A National Planning Committee for the 2022 Greening Ghana Project has been inaugurated in Accra, with a charge to make the initiative citizen-owned to attract the involvement of all Ghanaians.
Minister of Lands and Natural Resources, Samuel Abdulai Jinapor, explained that the country’s quest to restore its lost forest cover would only be successful if all Ghanaians were made to believe their contributions was critical.
To this end, he asked the committee to decentralise plans and strategies for next year’s exercise in a way that ensures all Ghanaians participate with all their efforts.
The committee, which was inaugurated on Friday, is chaired by the Deputy Minister of Lands and Natural Resources, Benito Owusu-Bio.

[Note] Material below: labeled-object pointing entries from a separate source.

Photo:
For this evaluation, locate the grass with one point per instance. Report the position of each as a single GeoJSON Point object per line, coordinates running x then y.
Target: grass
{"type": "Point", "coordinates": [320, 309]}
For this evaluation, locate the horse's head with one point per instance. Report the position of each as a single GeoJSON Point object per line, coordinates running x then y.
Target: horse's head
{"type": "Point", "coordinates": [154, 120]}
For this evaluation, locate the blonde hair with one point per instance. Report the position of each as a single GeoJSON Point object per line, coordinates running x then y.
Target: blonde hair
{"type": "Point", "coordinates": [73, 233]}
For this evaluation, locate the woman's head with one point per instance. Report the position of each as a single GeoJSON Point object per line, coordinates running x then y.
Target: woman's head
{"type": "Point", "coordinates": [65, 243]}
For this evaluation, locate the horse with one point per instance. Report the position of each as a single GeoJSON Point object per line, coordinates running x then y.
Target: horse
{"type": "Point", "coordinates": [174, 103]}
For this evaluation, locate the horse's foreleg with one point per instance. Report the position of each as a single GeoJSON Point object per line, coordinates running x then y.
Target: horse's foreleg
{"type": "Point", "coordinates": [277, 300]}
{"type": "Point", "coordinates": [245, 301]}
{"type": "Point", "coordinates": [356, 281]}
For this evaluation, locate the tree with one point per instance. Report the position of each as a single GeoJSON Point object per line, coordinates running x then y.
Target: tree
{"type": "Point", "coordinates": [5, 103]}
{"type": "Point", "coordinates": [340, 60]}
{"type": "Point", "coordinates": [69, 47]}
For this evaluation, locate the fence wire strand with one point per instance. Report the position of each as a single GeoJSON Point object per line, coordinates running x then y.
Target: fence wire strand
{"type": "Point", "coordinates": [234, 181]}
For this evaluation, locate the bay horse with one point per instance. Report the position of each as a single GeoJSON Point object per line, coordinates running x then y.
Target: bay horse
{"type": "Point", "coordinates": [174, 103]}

The members include Ehunabobrim Nana Prah Agyenseim (VI), Paramount Chief of Assin Owirenkyi Traditional Area; Joyce Aryee, Executive Director of the Salt and Light Ministry; Kweku Sakyi-Addo, Ernest Boateng and Lord Commey.
The full composition the Committee would also include representatives of some institutions including the Forestry Commission, Ghana Police Service, Ghana Chamber of Mines, Ministry of Education and Ministry of Defense.
The minister said the early inauguration of the committee was to afford them ample time in reviewing this year’s exercise and adequately plan for 2021.
The review, he noted, should take into account the state of the trees planted, challenges with nurturing, lessons, and shortfalls in organisation, among others.
Mr Jinapor said the committee was expected to provide an update of the review to Ghanaians and work towards sensitising the public on the need to plant trees.
Although he did not state the target for trees to be planted, the minister said the exercise would be much broad and surpass the seven million trees planted in 2021.
He indicated that the ministry would by January next year launch the exercise and announce all the arrangements that had been put in place.
“The 2022 tree planting exercise will be bigger and much broad-based. We want to make it morally delinquent not to be part of the tree planting initiative.
Let us ensure the involvement of all groups, schools, agencies, faith-based organisations, ministries and fun clubs,” Mr Jinapor added.
Mr Owusu-Bio, on his part, stated that despite the success of last year’s exercise, some of the trees planted in urban areas were lost due to harsh conditions.
He said the committee would commence the planning process for next year’s planting to address all shortfalls that could result in losing the trees.
The Forestry Commission, he noted, was developing cage boxes to protect trees planted, especially in cities.
Nana Prah Agyenseim VI reiterated the commitment of the committee to ensure the project succeeds in restoring the country’s green vegetation.